Chapman no viajó mucho y, hasta dónde sé, nunca salió de Venezuela, pero la Europa de entreguerras jugaba, en sus novelas, lo mismo que el Mediterráneo Oriental en las de Eric Ambler, tenido por muchos como remoto antecesor de John Le Carré.

Cada guayabo de Chapman narra una compleja operación de compra de armas, armado de un buque, recluta y entrenamiento de voluntarios; en fin, un asunto de financistas, soñadores y mercenarios… Y espías de la dictadura. Abundan en la vida de Eugenia veladas de ópera, recepciones diplomáticas y “encuentros con hombres notables”, gente como Paul Valéry, Reynaldo Hahn y el mismísimo George Gurdjieff.

Esa constelación literaria alimentó nueve novelas —nueve guayabos— de Chapman. Luego de leer un par de ellos, el dramaturgo y guionista José Ignacio Cabrujas invitó a Chapman a una cena en su casa una noche de 1982.

La conversación que sostuvieron aquella noche imbuyó en Cabrujas, andando el tiempo, la idea de fundir el mundo de la protagonista de los guayabos de Chapman en la armazón de El Conde de Montecristo, transfigurada en un Edmundo Dantès de la Venezuela de 1934. Resultó una telenovela sumamente exitosa—La Dueña—, algo que proporcionó siempre a Chapman, quien no quiso ser parte del proyecto, una muy íntima satisfacción.
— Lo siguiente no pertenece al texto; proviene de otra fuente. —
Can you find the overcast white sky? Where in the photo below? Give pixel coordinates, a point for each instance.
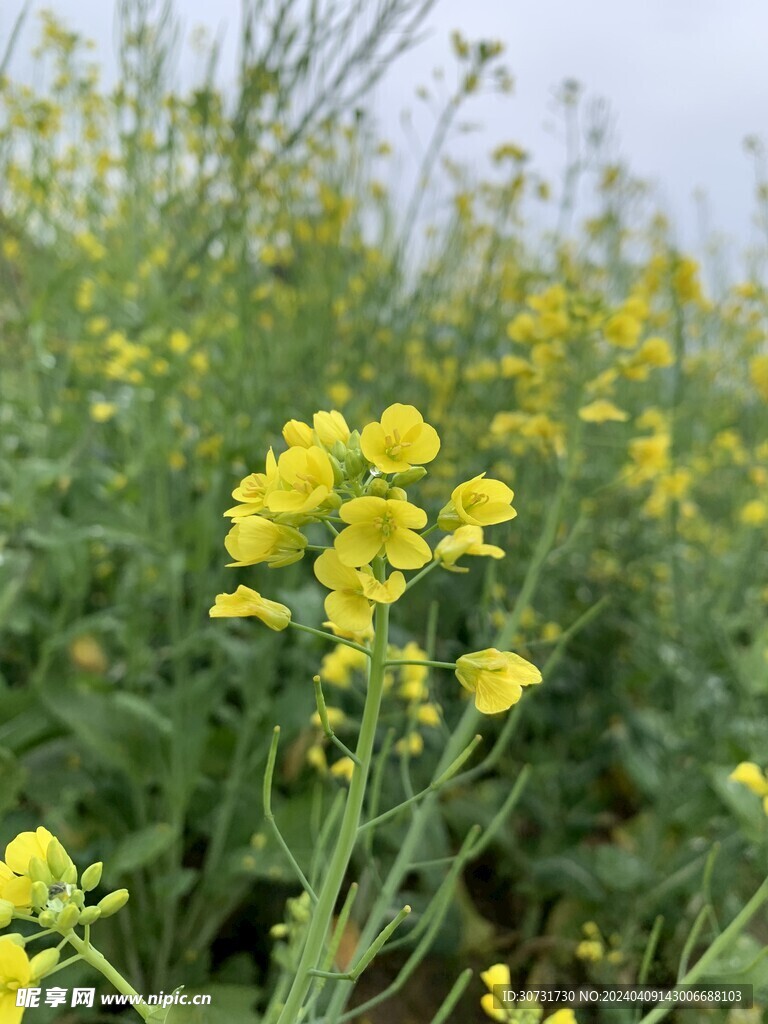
(686, 79)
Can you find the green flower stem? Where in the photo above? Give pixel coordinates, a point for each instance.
(718, 947)
(431, 665)
(97, 961)
(267, 797)
(314, 945)
(424, 571)
(330, 636)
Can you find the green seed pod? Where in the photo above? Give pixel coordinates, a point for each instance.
(91, 877)
(90, 914)
(114, 902)
(71, 875)
(43, 963)
(39, 870)
(68, 919)
(338, 471)
(378, 487)
(353, 464)
(412, 475)
(39, 894)
(6, 912)
(57, 858)
(396, 495)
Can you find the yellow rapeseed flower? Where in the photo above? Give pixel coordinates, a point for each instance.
(308, 476)
(352, 591)
(479, 503)
(249, 602)
(255, 540)
(254, 489)
(400, 440)
(496, 678)
(381, 522)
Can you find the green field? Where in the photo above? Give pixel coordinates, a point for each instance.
(182, 274)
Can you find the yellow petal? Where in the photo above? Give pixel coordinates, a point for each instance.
(349, 611)
(358, 544)
(333, 573)
(407, 550)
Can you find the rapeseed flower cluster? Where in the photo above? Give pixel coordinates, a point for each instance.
(352, 483)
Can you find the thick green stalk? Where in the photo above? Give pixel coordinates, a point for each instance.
(312, 954)
(97, 960)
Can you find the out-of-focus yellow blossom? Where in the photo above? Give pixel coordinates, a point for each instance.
(331, 427)
(249, 602)
(400, 440)
(754, 513)
(102, 412)
(352, 591)
(464, 541)
(254, 489)
(623, 330)
(496, 678)
(308, 474)
(255, 540)
(298, 434)
(343, 768)
(602, 411)
(759, 375)
(479, 503)
(380, 522)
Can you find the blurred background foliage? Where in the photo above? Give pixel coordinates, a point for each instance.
(183, 270)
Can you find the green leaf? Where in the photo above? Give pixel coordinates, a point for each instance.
(140, 849)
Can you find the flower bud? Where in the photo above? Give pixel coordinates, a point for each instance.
(339, 451)
(114, 902)
(378, 487)
(396, 495)
(71, 875)
(39, 870)
(353, 464)
(57, 858)
(6, 912)
(39, 895)
(91, 877)
(338, 471)
(412, 475)
(68, 919)
(43, 963)
(90, 914)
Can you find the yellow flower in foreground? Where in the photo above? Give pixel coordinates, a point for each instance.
(14, 889)
(15, 973)
(309, 477)
(248, 602)
(400, 440)
(255, 540)
(602, 411)
(466, 541)
(479, 503)
(377, 522)
(254, 489)
(754, 513)
(496, 678)
(349, 603)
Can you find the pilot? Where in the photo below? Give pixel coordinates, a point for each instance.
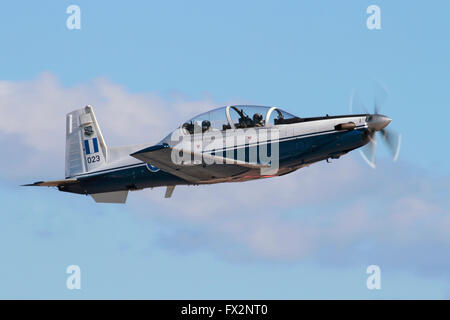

El último guayabo de la saga de Eugenia Alonso se tituló El leño y la llama, y en él, Eugenia logra al fin desenmascarar al informante de Gómez infiltrado entre los conspiradores. Misteriosa e impepinablemente, cada expedición ha sido debelada por el tirano Gómez y todo termina con muertos y apresados. La trama de intriga viene envuelta en el triángulo amoroso entre Eugenia, Lydia y un pretendiente centroamericano.

En la última entrega de la serie, la acción viaja al México de Plutarco Elías Calles, donde Mariani logra armar un buque con armas y reclutar, bajo engaño, braceros de una hacienda chiclera en Yucatán para llevarlos a morir ametrallados en una playa del occidente de Venezuela como en una película de Sam Peckinpah. El episodio está libremente basado en un hecho real: la fracasada incursión del buque Superior, en 1931.

Mientras, en Ginebra, Eugenia encara duramente a Gastón De Isard, un funcionario consular de la dictadura venezolana. De Isard pasa por ser un apolítico y desvaído poeta simbolista y con esa pretensión ha logrado mezclarse en el cardumen de exilados adulantes de Mariani.

Los exilados venezolanos son imprudentes y todo lo cuentan sin cuidarse del taimado vicecónsul. Al verse descubierto, el poeta se quita la vida con una dosis para caballo del láudano que le han recetado para vencer su incoercible insomnio. Recordando a Toby Chapman me ocurre pensar que sus exilados de ficción, con todo y sus fracasos, lucen mucho más consistentes, gallardos e imaginativos que los políticos venezolanos de hoy. Casi olvido decir que, en Venezuela, la voz guayabo nombra coloquialmente no solo a la resaca del alcohol, como en Colombia, sino también al mal de amores.